The fact was, Logan had been turning the idea over in his mind for a while—since Hannah Dietz’s toxicity. Only now, suddenly, it began to look less like just an intriguing possibility than like an imperative.

They retreated to a small restaurant in Alexandria. A classic Yuppie hangout down to the single flower vases on marble-topped tables, it was the sort of place that no one they knew at the ACF would ever go near.

“I really don’t think that we can be surprised by this,” he began deliberately. “There’ll always be unexpected toxicities with new therapeutic agents.”

A waitress came by and they ordered a couple of beers.

“Please, Logan,” she picked up, “I
know
that. Yes or no, do you have a way to treat this creatinine problem?”

“Uh-uh.” He hesitated; it sounded crazy even to him.
“What I’m thinking is we should take this drug back to the lab.”

“Try to
change
Compound J?”

“Not entirely. Take it apart, look at it in new ways. Try to find some way to cut down on its damn toxicity!”

She looked at him quizzically; he was talking high-level chemistry, far beyond anything in her experience. “How does one even start?”

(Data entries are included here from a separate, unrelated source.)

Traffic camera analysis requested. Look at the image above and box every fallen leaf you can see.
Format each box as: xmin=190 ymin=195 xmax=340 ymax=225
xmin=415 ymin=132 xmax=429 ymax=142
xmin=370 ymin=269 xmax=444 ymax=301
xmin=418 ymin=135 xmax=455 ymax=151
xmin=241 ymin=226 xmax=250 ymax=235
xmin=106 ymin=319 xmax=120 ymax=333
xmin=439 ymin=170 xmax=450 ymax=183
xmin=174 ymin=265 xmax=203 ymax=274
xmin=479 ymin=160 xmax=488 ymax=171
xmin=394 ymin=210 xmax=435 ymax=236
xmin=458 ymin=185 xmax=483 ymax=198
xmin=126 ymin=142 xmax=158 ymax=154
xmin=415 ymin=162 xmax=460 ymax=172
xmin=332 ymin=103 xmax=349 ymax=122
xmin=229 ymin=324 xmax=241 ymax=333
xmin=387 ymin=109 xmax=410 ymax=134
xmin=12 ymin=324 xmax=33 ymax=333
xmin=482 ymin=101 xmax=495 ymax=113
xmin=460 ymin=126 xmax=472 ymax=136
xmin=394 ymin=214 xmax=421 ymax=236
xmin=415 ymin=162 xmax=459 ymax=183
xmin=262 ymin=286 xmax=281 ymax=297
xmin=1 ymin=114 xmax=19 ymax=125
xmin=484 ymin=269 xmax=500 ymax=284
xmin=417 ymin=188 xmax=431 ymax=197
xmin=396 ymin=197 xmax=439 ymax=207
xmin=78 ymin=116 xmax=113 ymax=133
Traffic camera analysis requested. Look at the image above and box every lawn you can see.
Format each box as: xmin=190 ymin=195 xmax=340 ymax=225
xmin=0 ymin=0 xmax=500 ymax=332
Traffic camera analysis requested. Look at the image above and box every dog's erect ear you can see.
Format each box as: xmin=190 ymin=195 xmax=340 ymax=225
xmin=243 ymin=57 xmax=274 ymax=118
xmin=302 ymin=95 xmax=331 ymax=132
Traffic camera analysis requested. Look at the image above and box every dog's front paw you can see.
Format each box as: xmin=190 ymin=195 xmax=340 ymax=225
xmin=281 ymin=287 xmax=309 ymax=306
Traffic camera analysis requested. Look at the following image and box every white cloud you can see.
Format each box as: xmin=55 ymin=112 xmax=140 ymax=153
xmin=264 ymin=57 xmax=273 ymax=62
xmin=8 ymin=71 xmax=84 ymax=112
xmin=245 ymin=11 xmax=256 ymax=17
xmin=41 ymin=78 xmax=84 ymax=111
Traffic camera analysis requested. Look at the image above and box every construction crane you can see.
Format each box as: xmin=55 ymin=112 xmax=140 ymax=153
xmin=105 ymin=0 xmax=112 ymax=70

“It’s not as tough as it sounds. I’m not talking anything drastic, just a slight adjustment in the molecule. I’ve got some ideas.”

“But what is the point?” she asked. “The drug we are using—
that
Compound J—by the terms of the protocol, it’s the one we must stay with. Even if we make something better, we cannot use it.”

They fell silent as the waitress placed their beers before them.

“You’re right,” he said when she was gone, “but I’m trying to think beyond that. Look, the fundamental idea is sound—we know that, right?”

She nodded.

“There’s just something about this molecule that makes it toxic. We’ve
got
to redesign the molecule.”

“Can you do this all by yourself?”

He gave her a look.

“Logan, you know I cannot help with this.”

“You?
Don’t you dare give me the helpless bit, it won’t wash. You got a pen?”

She handed him one.

“Now, then,” said Logan, sketching on a cocktail napkin, “this is the Compound J we’ve got, right?” He produced an awkward rendering of two spheres, with three spikes protruding from each, connected by a long, thick tube. “Basically, we’ve got three parts that more or less fit together: two naphthalene rings, each bound to three sulfonate groups—those are the spikes; and connected to one another by an organic polymer. Think of it as a modular couch thing, with the larger section in the middle.”

He looked up and she nodded. “To me it looks more like a lobster.”